El liberalismo político se caracteriza, en contraposición del neoliberalismo, por reconocer la potencialidad del ser humano, por convertirlo en ciudadano y protegerlo a través del lanzamiento de textos jurídicos encaminados a garantizar sus derechos y libertades. El liberalismo político deposita la confianza en la ciudadanía, velando por la invulnerabilidad de la autonomía de los ciudadanos, que deben ser los directores de la actividad política mediante el desempeño de su voluntad individual, que converge en una voluntad general que organiza la vida política. Pues el liberalismo político sólo puede explicarse como una evolución de las ideas contractualistas que reivindican la soberanía derivada de los ciudadanos. Se toma en consideración la autonomía individual del ser humano no de manera aislada como hace el neoliberalismo, sino como condición para levantar un edificio colectivo que garantice la convivencia de los seres humanos. Se trata de un reconocimiento inclusivo de la autonomía, no exclusivo. La autonomía presentada como la capacidad individual de cada sujeto para participar en los acontecimientos vitales con el ejercicio de su responsabilidad.

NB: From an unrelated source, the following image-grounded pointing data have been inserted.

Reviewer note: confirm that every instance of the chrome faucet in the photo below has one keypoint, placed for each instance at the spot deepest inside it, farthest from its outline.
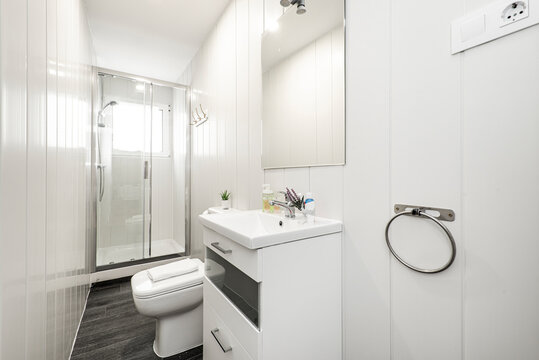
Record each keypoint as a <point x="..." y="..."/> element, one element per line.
<point x="289" y="206"/>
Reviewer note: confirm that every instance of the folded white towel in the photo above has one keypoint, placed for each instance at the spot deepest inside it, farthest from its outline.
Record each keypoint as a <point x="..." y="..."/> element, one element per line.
<point x="176" y="268"/>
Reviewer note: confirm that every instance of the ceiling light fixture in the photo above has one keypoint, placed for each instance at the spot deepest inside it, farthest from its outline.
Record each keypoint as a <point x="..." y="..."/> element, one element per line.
<point x="301" y="9"/>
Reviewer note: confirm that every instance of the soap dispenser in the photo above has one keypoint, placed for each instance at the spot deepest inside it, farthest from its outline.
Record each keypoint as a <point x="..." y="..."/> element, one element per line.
<point x="267" y="196"/>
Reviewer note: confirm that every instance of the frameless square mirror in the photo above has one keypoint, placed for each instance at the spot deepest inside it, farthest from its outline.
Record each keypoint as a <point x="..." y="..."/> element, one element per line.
<point x="303" y="66"/>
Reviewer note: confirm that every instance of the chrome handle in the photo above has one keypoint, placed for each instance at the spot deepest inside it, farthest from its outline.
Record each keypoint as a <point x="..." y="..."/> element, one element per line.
<point x="146" y="170"/>
<point x="101" y="181"/>
<point x="221" y="249"/>
<point x="225" y="349"/>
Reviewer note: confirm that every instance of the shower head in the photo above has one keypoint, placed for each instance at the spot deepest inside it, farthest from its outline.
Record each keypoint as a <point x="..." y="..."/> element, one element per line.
<point x="112" y="103"/>
<point x="100" y="113"/>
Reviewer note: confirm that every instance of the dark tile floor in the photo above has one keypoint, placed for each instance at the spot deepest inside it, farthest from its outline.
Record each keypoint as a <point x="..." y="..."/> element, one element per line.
<point x="112" y="329"/>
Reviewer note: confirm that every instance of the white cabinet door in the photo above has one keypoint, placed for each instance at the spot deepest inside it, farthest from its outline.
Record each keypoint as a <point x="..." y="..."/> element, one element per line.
<point x="219" y="342"/>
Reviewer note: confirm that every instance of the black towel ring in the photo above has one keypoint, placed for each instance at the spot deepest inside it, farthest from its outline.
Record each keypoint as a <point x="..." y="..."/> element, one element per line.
<point x="417" y="212"/>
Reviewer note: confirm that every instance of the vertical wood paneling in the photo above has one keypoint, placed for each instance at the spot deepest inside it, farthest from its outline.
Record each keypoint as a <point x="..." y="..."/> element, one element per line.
<point x="501" y="171"/>
<point x="13" y="177"/>
<point x="36" y="308"/>
<point x="422" y="127"/>
<point x="424" y="115"/>
<point x="51" y="179"/>
<point x="242" y="105"/>
<point x="44" y="152"/>
<point x="256" y="175"/>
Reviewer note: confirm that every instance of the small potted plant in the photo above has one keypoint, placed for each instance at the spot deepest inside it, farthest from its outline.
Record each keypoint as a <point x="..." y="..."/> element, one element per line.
<point x="225" y="199"/>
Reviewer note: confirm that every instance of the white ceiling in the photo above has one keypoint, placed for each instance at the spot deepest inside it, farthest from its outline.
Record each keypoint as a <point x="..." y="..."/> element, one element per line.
<point x="152" y="38"/>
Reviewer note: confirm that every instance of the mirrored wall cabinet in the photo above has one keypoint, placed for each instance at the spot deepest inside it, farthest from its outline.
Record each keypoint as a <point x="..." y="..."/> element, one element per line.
<point x="303" y="68"/>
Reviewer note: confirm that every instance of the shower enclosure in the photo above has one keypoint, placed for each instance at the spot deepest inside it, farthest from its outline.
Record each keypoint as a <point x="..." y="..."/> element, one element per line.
<point x="141" y="164"/>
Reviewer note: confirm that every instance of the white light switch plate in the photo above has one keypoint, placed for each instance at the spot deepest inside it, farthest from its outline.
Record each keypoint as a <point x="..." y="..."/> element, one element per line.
<point x="492" y="22"/>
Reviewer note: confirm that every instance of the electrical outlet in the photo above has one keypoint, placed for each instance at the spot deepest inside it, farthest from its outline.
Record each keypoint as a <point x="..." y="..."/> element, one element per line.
<point x="514" y="12"/>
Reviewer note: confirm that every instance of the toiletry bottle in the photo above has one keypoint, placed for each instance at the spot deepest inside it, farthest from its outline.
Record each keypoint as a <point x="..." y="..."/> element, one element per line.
<point x="267" y="195"/>
<point x="309" y="207"/>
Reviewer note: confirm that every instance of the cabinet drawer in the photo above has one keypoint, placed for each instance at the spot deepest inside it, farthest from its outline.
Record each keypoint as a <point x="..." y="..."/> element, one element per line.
<point x="243" y="329"/>
<point x="219" y="342"/>
<point x="247" y="260"/>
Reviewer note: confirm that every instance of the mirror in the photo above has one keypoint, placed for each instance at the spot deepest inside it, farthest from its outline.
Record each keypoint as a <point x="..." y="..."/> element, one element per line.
<point x="303" y="107"/>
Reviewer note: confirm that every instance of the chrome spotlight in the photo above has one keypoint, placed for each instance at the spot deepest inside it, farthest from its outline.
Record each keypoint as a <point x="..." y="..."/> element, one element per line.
<point x="301" y="9"/>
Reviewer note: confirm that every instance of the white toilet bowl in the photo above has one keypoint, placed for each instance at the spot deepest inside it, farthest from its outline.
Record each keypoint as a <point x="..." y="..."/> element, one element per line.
<point x="176" y="304"/>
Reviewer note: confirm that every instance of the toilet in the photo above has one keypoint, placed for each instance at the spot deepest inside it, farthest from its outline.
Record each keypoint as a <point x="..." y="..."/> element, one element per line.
<point x="176" y="304"/>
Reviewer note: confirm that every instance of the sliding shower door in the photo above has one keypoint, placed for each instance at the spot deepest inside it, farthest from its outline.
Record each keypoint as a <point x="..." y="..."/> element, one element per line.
<point x="123" y="171"/>
<point x="140" y="171"/>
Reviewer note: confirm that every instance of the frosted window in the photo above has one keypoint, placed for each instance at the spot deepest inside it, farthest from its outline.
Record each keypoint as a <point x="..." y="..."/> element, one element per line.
<point x="132" y="134"/>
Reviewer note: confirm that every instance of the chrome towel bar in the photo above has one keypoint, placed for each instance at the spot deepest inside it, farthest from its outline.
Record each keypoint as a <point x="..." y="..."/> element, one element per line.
<point x="421" y="212"/>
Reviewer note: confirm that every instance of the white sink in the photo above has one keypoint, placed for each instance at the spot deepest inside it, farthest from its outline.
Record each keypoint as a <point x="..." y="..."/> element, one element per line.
<point x="255" y="229"/>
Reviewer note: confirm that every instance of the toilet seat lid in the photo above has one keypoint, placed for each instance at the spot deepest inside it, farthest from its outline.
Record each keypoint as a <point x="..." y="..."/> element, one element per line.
<point x="144" y="288"/>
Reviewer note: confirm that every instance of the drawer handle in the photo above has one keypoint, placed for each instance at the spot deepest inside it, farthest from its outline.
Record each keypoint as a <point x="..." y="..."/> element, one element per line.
<point x="221" y="249"/>
<point x="215" y="333"/>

La libertad abrigada por el liberalismo político se basa, por lo tanto, en el reconocimiento de la posibilidad de actuación de cada ser humano, que garantiza de este modo la facultad política de los individuos para poder incidir en el funcionamiento del contexto político en que se hallan enmarcados. Así que, a diferencia del comportamiento propugnado por las fuerzas políticas neoliberales, el liberalismo político invita a la participación ciudadana, a la organización asamblearia y a la asociación de los sujetos políticos. Los movimientos sociales que tanto aterran a los abanderados del neoliberalismo bregan, además, por recuperar la libertad de aquellos individuos desechados por el mercado que se encuentran instalados en una desigualdad intolerable que les incapacita políticamente. Son estos movimientos sociales quienes de verdad luchan por la libertad y por los derechos políticos usurpados. Por eso tiemblan los neoliberales, quienes, al oponerse con aspereza y violencia verbal a estas reivindicaciones sociales no han conseguido sino desenmascarase por completo: no anhelan la libertad, es la libertad lo que les aterroriza.